Now vs. Later

I remember my father doing his work as early as possible.

When he got a new project or proposal to work on, and he had let’s say 3 weeks as deadline to deliver, he worked on it from day one and completed it within the first few days or weeks (depending on the complexity). The point is that he got it done now and not later. The completed work was then laying on his table for the remaining time, ready to be presented or even being modified.

That’s in contrast to what I experienced with projects in general where they would take up as much time as you would give them, as the work was spread out over the available time frame or even pushed back towards the end.

When I was still working in the building industry, we were planning and supervising a lot of commercial projects like shopping malls and office buildings.
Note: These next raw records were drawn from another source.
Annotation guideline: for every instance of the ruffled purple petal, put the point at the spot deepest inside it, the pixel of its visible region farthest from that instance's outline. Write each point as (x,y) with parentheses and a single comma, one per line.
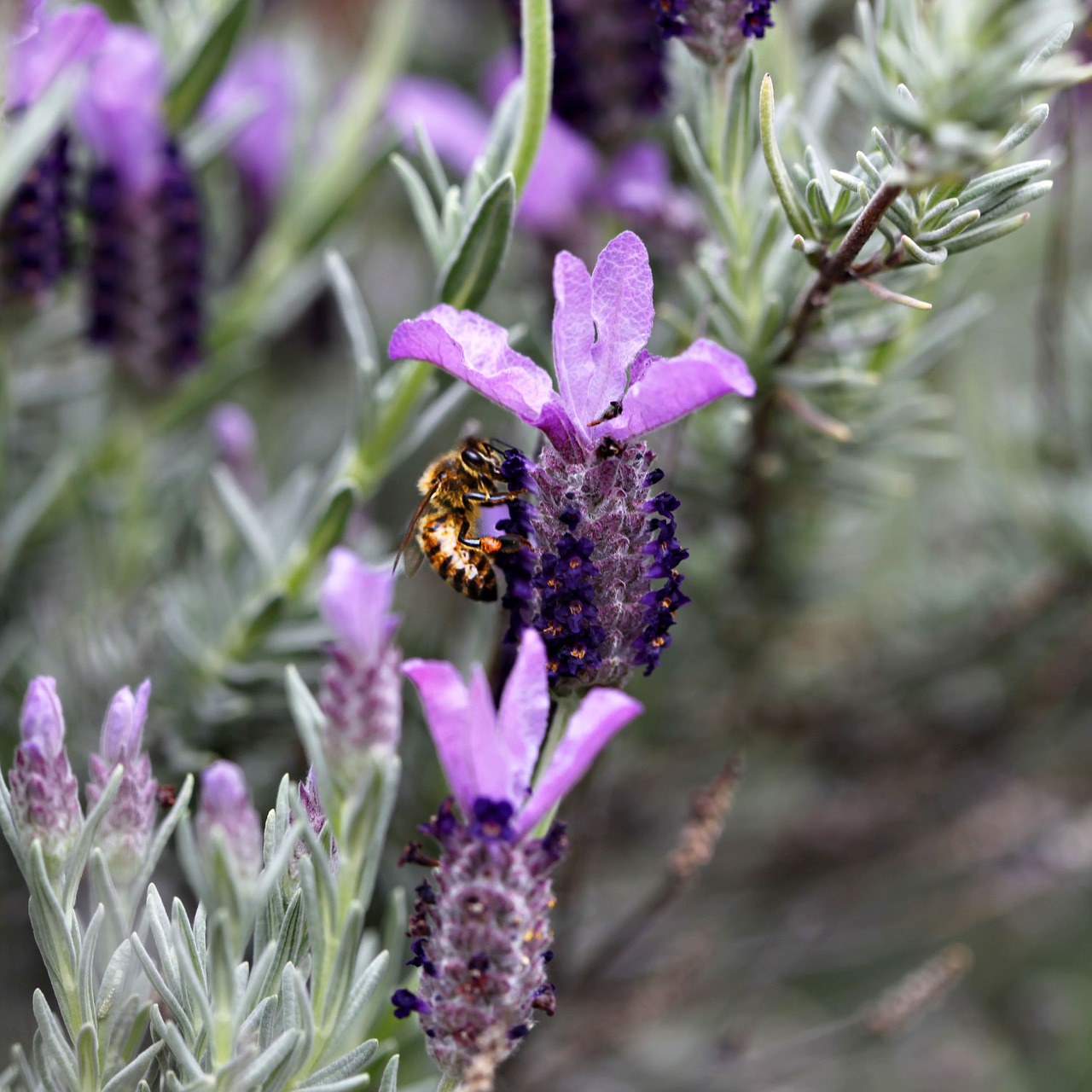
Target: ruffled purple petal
(258,82)
(456,125)
(621,307)
(599,717)
(671,386)
(120,113)
(525,713)
(356,600)
(447,705)
(50,45)
(475,351)
(573,338)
I remember that no matter how little or much time we had to complete the project and open it to the public, the last weeks, days and nights were always the same busy.

I recognise that this habit of doing the work that is important to me now vs. later has a huge impact on how satisfied I’m with it, and if it gets done at all.

If I take for example RFA with the two areas of 1. product development (writing code) and 2. marketing, there is definitely steady progress in the product development but too little in the area of marketing.

Writing code, working out complex issues and coming up with ideas how to build a great product come much easier than doing marketing. I start my day with writing code, and I can’t stop doing it (because I love it so much), which means that I push marketing (which isn’t my favourite thing to do) to later.

Yesterday we released the All-in-One Door Family v2, which got me a flood of emails and positive feedback. I wrote answers all day long, and continued with the remaining responses this morning.

This was customer support & marketing at the same time and I truly enjoyed catching up with so many happy customers, many of them loyal to my products for 10 years or more.

It has been a no brainer and felt effortless to write all those personal responses, helping them out, sending them download links if the weren’t included in the automated update email, etc.

… I guess I went a bit off topic now, but all that came to mind when thinking about doing things now vs. later.

It’s the love to doing the work which makes it to be in the now vs. the later bucket, which means for me to find love in activities that I want to shift from the later into the now bucket.